(Rise Records, 2014)
1. Refuse To Believe
2. Lunatik
3. Gone
4. Echoes
5. You Want Me
6. Tangled Tongues
7. Hero With No Name
8. Darker Days
9. End Of Me
10. Saints, Sinners and Greats
Ammetto la mia colpevolezza riconoscendomi confuso quando si deve distinguere tra Miss May I, Memphis May Fire o We Came As Romans che siano. Diciamo che al di fuori dell’aspetto esteriore e del logo della band, le differenze che intercorrono tra loro si contano sulle dita di una mano. Purtroppo è uno degli esempi più eclatanti di mainstream che ha prevalso sul modo di far musica: baldi giovani che suonano un finto metalcore, vestiti glam, trucco, parrucco e strumentazione esagerata, sono la costante di queste band create per vendere milioni di dischi, ma comunque sia, faccio subito mente locale e parto con la recensione.
L’album che ha cambiato la storia per Miss May I è stato senza dubbio At Heart, il quale ha permesso loro di diventare per la prima volta headliner per piccoli tour europei e non, ed in altre occasioni ha dato l’opportunità di sostenere band molto più importanti come Five Finger Death Punch, guadagnando una notevole quantità di nuovi ascoltatori e persone costrette a prestare attenzione, me compreso. La band ha avuto successo con brani come “Relentless Chaos” e “Gears” ed ora, fortificati dalla presenza di Terry Date, produttore anche di Pantera e Deftones, ci si aspetta che questo Rise Of The Lion sia l’album che porterà la band nell’Olimpo del metalcore anche se, torno a dire, di metalcore c’è ben poco.
“Refuse To Believe” è un brano niente male, gradevole, ma manca di personalità: si tratta del classico pezzo strofa-ritornello-strofa-ritornello-breakdown costruito dietro ad un computer, con riff metal tirati a balestra che si sono ascoltati e riascoltati per anni. Bella, molto bella invece la chiusura di “Lunatik”, forse l’unica parte realmente associabile al metalcore. Si prosegue con “Gone” ed “Echoes”, il primo veloce e il secondo più cadenzato, contornati entrambi dalle clean vocals di Ryan Neff, che comunque non colpiscono più di tanto. “Hero With No Name” è un’ode al classico patriottismo militare che recita “mettiamoci tutti in prima linea a combattere per ciò in cui crediamo“.
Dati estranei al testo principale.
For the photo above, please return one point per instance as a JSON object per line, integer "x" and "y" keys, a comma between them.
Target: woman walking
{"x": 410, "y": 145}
Il disco alterna momenti più rock come in “You Want Me” ad altri più furibondi, come si può sentire in “Tangled Tongues” che addirittura azzarda un blast beat, mentre il testo di Levi Benton tratta delle problematiche che si affrontano durante un divorzio. Il vero punto di forza della band è però Jerod Boyd, un batterista dotato di talento incredibile (è davvero piacevole vederlo suonare dal vivo), ed il suo ritmo forsennato permette a brani come “Darker days”, “Hero With No Name” e “Saints, Sinners and Greats” di essere positivi ed efficaci. La voce grintosa di Benton suona altrettanto potente come in passato ed è forse proprio questa la differenza che intercorre tra le già citate boy-band all’inizio della recensione ed i Miss May I. Tuttavia, Rise of The Lion è un disco che non vi farà di certo sanguinare le orecchie: potrebbe al massimo far parte della vostra playlist per quando vi accingete ad entrare sotto la doccia.